BJ : Tu fais beaucoup référence à ton équipe, comment vous vous organisez ?
DJ SPAWNY : Alors, moi je suis beaucoup dans la discussion. On a Malaïka, mon manager qui gère tout ce qui est contrat à l’étranger, communication, démarchage avec les divers events. Et on a Brigitte qui est à la relation client, la communication. Et puis, il y a moi aussi (rires), community manager pendant 3 ans, qui ne dort pas (rires). C’est très important.
La Soca est une grande famille. On peut ne pas être d’accord sur tout, mais on reste une famille.
BJ : Y a-t-il de plus en plus d'amoureux francophones de la Soca aujourd'hui comparé à quand tu as commencé ? Pourquoi selon toi ?

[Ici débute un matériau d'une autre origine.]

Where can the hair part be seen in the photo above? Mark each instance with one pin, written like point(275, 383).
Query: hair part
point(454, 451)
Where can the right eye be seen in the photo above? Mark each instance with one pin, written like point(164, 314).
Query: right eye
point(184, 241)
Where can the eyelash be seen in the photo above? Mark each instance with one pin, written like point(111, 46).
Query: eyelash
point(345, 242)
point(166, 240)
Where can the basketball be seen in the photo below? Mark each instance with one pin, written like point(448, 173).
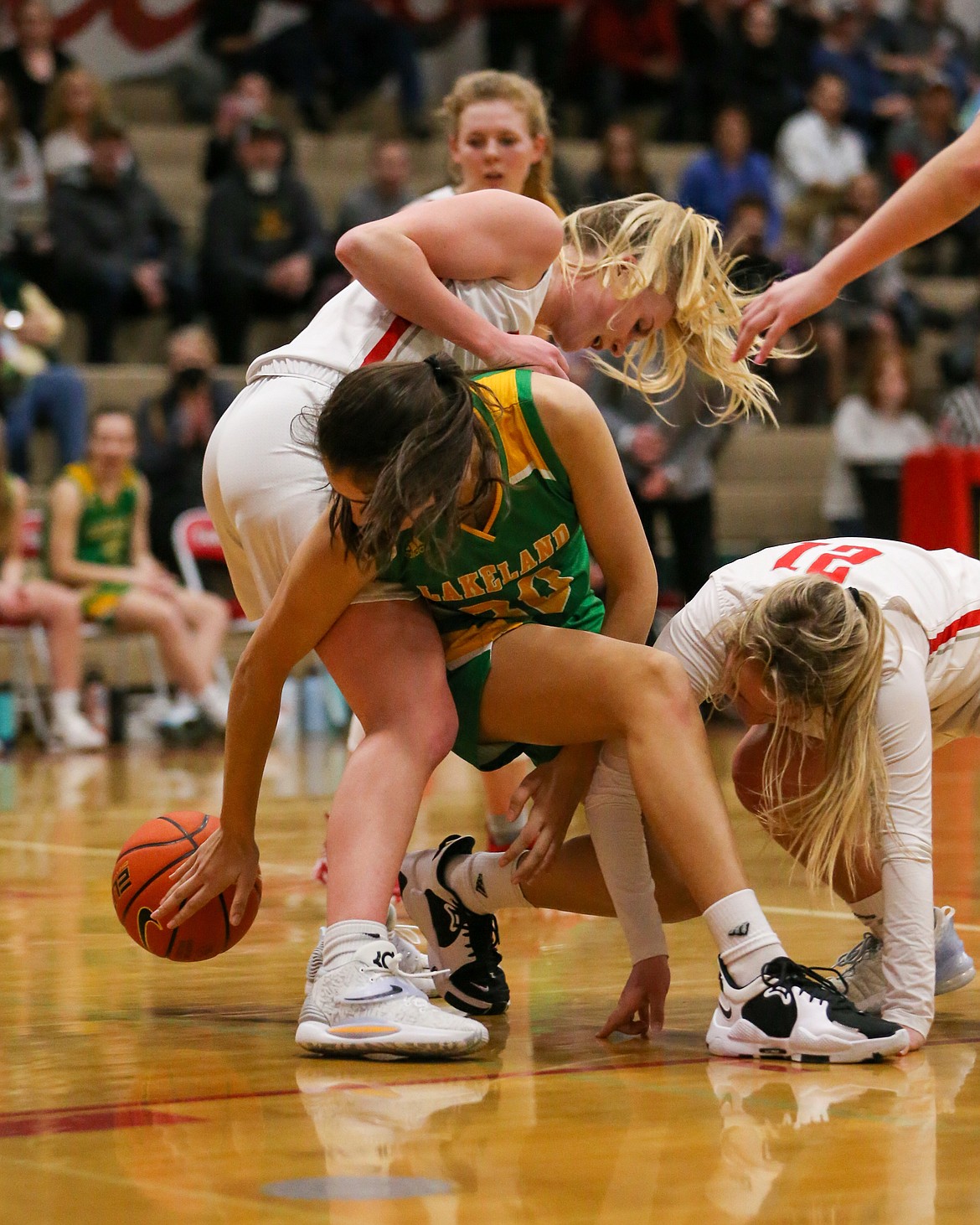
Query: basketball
point(141, 878)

DJ SPAWNY : Je ne dirais pas qu’il y en a plus pour l’instant. Enfin, il y en a certainement plus mais j’aimerais aborder la question d’une autre manière. On n’arrivait pas à les rassembler. Parce que jusqu’à mon départ, je suis tombé sur une belle rencontre, Trini Jungle Juice, qui est une envoyée spéciale. Ça fait plus de 10 ans qu’elle est en France, à Paris, et elle n'avait jamais entendu parler d’aucun événement Soca en Île de France. Et ça pour moi, c’est le grand drame, c’est qu’on arrive pas tous à se rassembler. Malgré la communication, on n'arrive pas à toucher tout le monde. C’est comme ça que j’aimerais plutôt aborder le problème. J’espère qu’il y en aura de plus en plus et qu’on en découvrira plus. Quand j’ai commencé, effectivement, je ne savais pas qu’il y en avait. On espère que ça va grossir et continuer à grossir comme ça. Il faut penser à éduquer les nouveaux arrivants parce que la Soca est une grande famille. On peut ne pas être d’accord sur tout, mais on reste une famille.

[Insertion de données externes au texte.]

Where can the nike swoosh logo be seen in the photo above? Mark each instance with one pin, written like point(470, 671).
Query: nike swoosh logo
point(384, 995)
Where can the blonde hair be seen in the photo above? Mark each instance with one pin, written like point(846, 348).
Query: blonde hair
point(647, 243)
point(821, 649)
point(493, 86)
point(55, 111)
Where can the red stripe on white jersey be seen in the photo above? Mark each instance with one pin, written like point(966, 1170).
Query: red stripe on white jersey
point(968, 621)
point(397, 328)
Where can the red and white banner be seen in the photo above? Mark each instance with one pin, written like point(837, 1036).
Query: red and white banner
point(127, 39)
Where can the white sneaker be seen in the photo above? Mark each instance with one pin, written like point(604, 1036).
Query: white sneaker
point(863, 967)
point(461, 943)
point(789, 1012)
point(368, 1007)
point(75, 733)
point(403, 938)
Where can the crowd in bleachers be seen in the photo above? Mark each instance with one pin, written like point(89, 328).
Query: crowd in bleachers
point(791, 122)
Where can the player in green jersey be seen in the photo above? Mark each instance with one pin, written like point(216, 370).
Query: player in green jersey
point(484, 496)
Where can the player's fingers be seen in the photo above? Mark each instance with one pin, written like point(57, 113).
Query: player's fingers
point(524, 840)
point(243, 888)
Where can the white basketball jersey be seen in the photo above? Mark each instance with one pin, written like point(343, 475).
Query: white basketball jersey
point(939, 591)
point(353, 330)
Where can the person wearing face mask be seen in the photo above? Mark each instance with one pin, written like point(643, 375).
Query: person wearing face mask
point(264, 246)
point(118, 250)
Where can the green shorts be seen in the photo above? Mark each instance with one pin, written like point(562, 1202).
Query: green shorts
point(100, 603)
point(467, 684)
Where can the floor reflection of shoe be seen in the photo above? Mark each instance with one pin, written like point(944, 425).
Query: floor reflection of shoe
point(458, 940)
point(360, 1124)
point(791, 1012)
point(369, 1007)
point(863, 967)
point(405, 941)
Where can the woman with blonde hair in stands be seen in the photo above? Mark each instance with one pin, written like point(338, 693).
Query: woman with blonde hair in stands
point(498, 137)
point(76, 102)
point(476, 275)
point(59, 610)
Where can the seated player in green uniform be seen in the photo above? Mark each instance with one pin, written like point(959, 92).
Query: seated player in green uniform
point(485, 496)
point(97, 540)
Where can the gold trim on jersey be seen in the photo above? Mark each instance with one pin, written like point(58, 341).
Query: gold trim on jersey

BJ : Quels sont tes nouveaux projets de mixtapes ? de production ou encore de composition ? tes prochains événements ? Où pouvons nous trouver tout cela ?
DJ SPAWNY : Alors, en terme de projet mixtape, il y en a une qui doit sortir très bientôt puisque tout les sons 2022 ont déjà commencé à sortir. Donc je vais très certainement créer une nouvelle série pour les nouveaux sons. Vraiment mettre les nouveautés en avant puisque hormis les mix, il reste les live, niveau radio, on est pas très ouvert pour passer des nouveautés et diffuser la culture. Donc ça devrait sortir incessamment sous peu.
Niveau production, composition, ça travaille doucement, on y est pas encore.